Got this from the comment in golang project source code.

Ah, that certainly seems pretty convincing :)

Mind just testing to verify that calling cancel multiple times works ok? If yes, than using a context sounds perfect.

Tested with 100 goroutines(each invokes cancel 100 times), works as expected.

Refactored atomic to context, PTAL :)

mattjmcnaughton

/retest

One final request around error handling but the context use looks perfect - thanks for working with me on that :)

mattjmcnaughton · 2020-05-23T18:55:30Z

test/e2e_node/image_list.go

+	}
+
+	wg.Wait()
+	for _, err := range pullErrs {


Final request - can we aggregate all of the non-nil pullErrors into a single error, instead of just returning the first error? Thanks

Aggregate all pullErrors into a single error, and If there are nothing errors in the pullErrors slice, the utilerrors.NewAggregate function will return nil. PTAL

mattjmcnaughton

Awesome!

I think the final step is to run ./hack/update-bazel.sh, which should fix the hack-verify errors.

Also, do you mind squashing your commits into a single commit?

Thank you!

mattjmcnaughton · 2020-05-24T19:23:22Z

/retest

lsytj0413 · 2020-05-25T03:50:25Z

Awesome!

I think the final step is to run ./hack/update-bazel.sh, which should fix the hack-verify errors.

Also, do you mind squashing your commits into a single commit?

Thank you!

Squash into a single commit and updated BUILD with ./hack/update-bazel.sh, And the hack-verify errors have gone(There is still three Job failed, I didn't know is it caused by this PR, let me known If it should been fixed :).

mattjmcnaughton

/lgtm

Awesome, thank you! I agree that the failures appear unrelated to this diff.
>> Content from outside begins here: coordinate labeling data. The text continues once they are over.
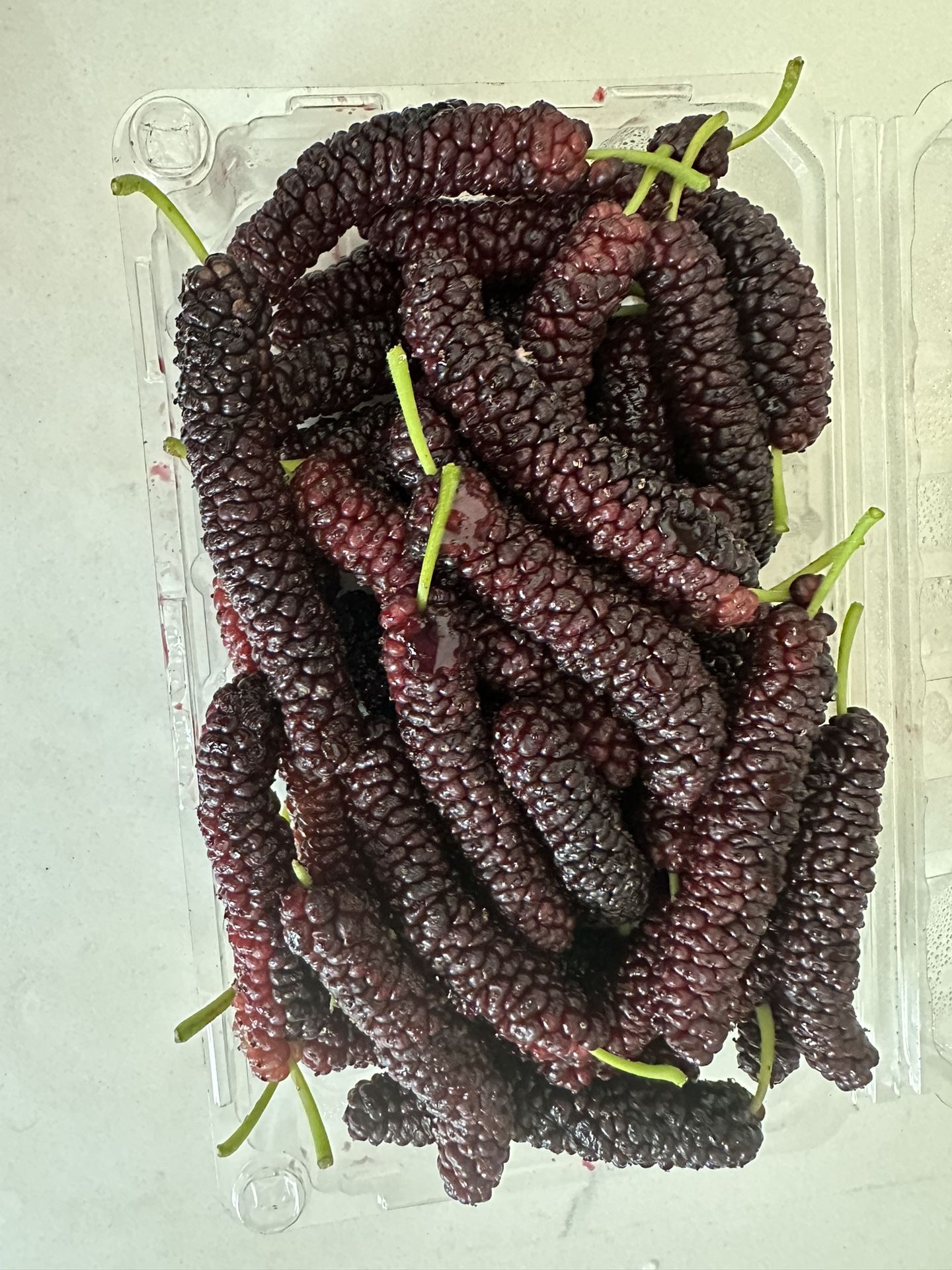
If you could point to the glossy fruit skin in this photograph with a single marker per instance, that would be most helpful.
(573, 810)
(683, 976)
(491, 973)
(698, 359)
(649, 669)
(568, 309)
(433, 686)
(337, 926)
(576, 480)
(781, 318)
(706, 1124)
(444, 149)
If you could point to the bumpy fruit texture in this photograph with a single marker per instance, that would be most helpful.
(492, 974)
(683, 976)
(338, 929)
(815, 929)
(251, 851)
(233, 636)
(651, 671)
(576, 480)
(623, 1122)
(697, 353)
(361, 286)
(625, 402)
(781, 318)
(252, 536)
(573, 810)
(498, 238)
(427, 151)
(433, 686)
(568, 309)
(335, 371)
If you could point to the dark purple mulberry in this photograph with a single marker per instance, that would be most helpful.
(696, 349)
(683, 974)
(360, 286)
(573, 810)
(781, 318)
(625, 1123)
(492, 974)
(433, 686)
(649, 669)
(625, 402)
(580, 483)
(576, 292)
(339, 931)
(403, 158)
Retesting to verify.

/retest

lsytj0413 · 2020-05-31T07:26:20Z

/test pull-kubernetes-e2e-kind

lsytj0413 · 2020-05-31T09:59:54Z

/test pull-kubernetes-e2e-kind

lsytj0413 · 2020-05-31T13:12:58Z

test/e2e_node/image_list.go

-				break
+
+	imageCh := make(chan int, len(images))
+	for i := range images {


there is a deathlock in the previous implementation, I did fix it and all tests have passed now. PTAL @mattjmcnaughton

Can you share more around what the deadlock was @lsytj0413 ? Would also love to know more around how we are confident this implementation avoids the deadlock. Thanks :)

Used variable imageCh in the for range sentence at previous implementation，it should be images。And read from imageCh will be deathlock。

mattjmcnaughton

/lgtm

I've read through this and it looks good to me!
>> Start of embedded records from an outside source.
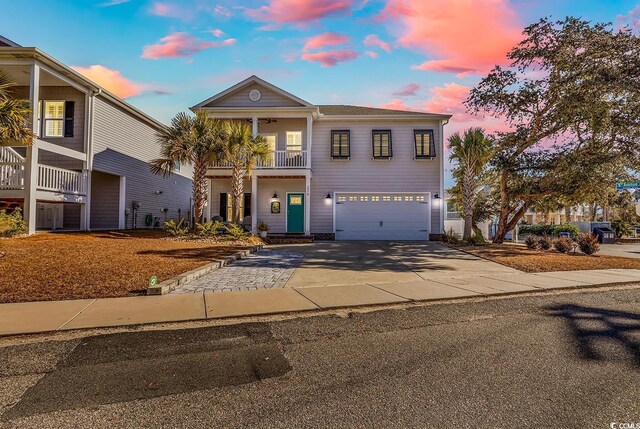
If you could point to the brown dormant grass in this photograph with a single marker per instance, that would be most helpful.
(91, 265)
(534, 261)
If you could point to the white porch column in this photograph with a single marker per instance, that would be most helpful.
(309, 139)
(209, 199)
(254, 203)
(31, 166)
(307, 205)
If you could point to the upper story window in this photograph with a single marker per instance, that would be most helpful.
(294, 140)
(340, 144)
(53, 118)
(381, 140)
(425, 145)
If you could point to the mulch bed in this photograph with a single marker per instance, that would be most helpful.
(97, 265)
(534, 261)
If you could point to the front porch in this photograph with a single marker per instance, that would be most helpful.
(42, 191)
(279, 199)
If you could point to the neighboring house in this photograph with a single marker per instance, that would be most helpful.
(88, 167)
(334, 171)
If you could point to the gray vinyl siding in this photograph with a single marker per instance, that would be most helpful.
(240, 98)
(363, 174)
(71, 216)
(105, 191)
(123, 145)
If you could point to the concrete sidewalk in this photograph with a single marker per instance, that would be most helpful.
(33, 317)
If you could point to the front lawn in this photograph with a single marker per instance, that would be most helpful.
(97, 265)
(534, 261)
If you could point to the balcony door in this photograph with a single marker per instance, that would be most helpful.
(272, 143)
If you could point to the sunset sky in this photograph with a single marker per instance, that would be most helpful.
(164, 56)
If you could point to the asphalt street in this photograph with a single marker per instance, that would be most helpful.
(569, 360)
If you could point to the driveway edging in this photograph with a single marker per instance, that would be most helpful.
(169, 285)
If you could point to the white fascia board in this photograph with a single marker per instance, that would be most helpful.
(382, 117)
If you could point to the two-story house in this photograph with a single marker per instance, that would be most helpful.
(334, 171)
(88, 166)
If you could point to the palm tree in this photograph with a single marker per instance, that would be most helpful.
(14, 114)
(241, 150)
(472, 151)
(193, 140)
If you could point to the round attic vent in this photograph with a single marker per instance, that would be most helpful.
(254, 95)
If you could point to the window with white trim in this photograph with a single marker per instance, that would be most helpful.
(53, 113)
(424, 144)
(294, 140)
(340, 144)
(381, 140)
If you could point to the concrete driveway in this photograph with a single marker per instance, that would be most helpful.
(621, 250)
(356, 262)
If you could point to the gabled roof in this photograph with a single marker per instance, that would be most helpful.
(349, 110)
(7, 42)
(248, 81)
(68, 72)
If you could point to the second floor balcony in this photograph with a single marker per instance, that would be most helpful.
(278, 159)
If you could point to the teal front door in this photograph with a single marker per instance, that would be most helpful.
(295, 212)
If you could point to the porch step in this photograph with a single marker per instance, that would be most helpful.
(288, 239)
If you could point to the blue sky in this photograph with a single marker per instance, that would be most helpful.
(210, 45)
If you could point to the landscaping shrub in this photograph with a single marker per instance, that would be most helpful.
(12, 224)
(236, 232)
(573, 230)
(563, 244)
(545, 242)
(209, 229)
(451, 237)
(553, 230)
(588, 243)
(621, 228)
(476, 240)
(176, 229)
(532, 242)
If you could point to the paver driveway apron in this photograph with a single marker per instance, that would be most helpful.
(265, 269)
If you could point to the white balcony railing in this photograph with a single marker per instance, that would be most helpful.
(279, 159)
(61, 180)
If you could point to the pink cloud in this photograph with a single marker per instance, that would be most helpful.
(324, 39)
(170, 10)
(222, 11)
(374, 40)
(111, 80)
(459, 36)
(330, 58)
(180, 45)
(408, 90)
(298, 11)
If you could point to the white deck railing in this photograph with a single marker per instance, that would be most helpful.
(61, 180)
(12, 175)
(279, 159)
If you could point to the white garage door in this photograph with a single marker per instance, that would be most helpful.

I'd love whoever gives the final sign-off to also look with close eyes as concurrency can be tricky :)

@lsytj0413 do you have stats around how much faster this pulling images step is w/ the parallelism? I think knowing the stats will help the final approver judge whether the speed up is worth the complexity added by the concurrency.

lsytj0413 · 2020-06-03T02:17:03Z

/lgtm

I've read through this and it looks good to me!

I'd love whoever gives the final sign-off to also look with close eyes as concurrency can be tricky :)

@lsytj0413 do you have stats around how much faster this pulling images step is w/ the parallelism? I think knowing the stats will help the final approver judge whether the speed up is worth the complexity added by the concurrency.

I'd love to give these stats. Is there any command which I can test it？or I will found my own way to collect the stats record.

mattjmcnaughton · 2020-06-05T19:12:24Z

On Tue, Jun 02, 2020 at 07:17:17PM -0700, Songlin Yang wrote: > /lgtm > > I've read through this and it looks good to me! > > I'd love whoever gives the final sign-off to also look with close eyes as concurrency can be tricky :) > > @lsytj0413 do you have stats around how much faster this pulling images step is w/ the parallelism? I think knowing the stats will help the final approver judge whether the speed up is worth the complexity added by the concurrency. I'd love to give these stats. Is there any command which I can test it？or I will found my own way to collect the stats record. -- You are receiving this because you were mentioned. Reply to this email directly or view it on GitHub: #91007 (comment)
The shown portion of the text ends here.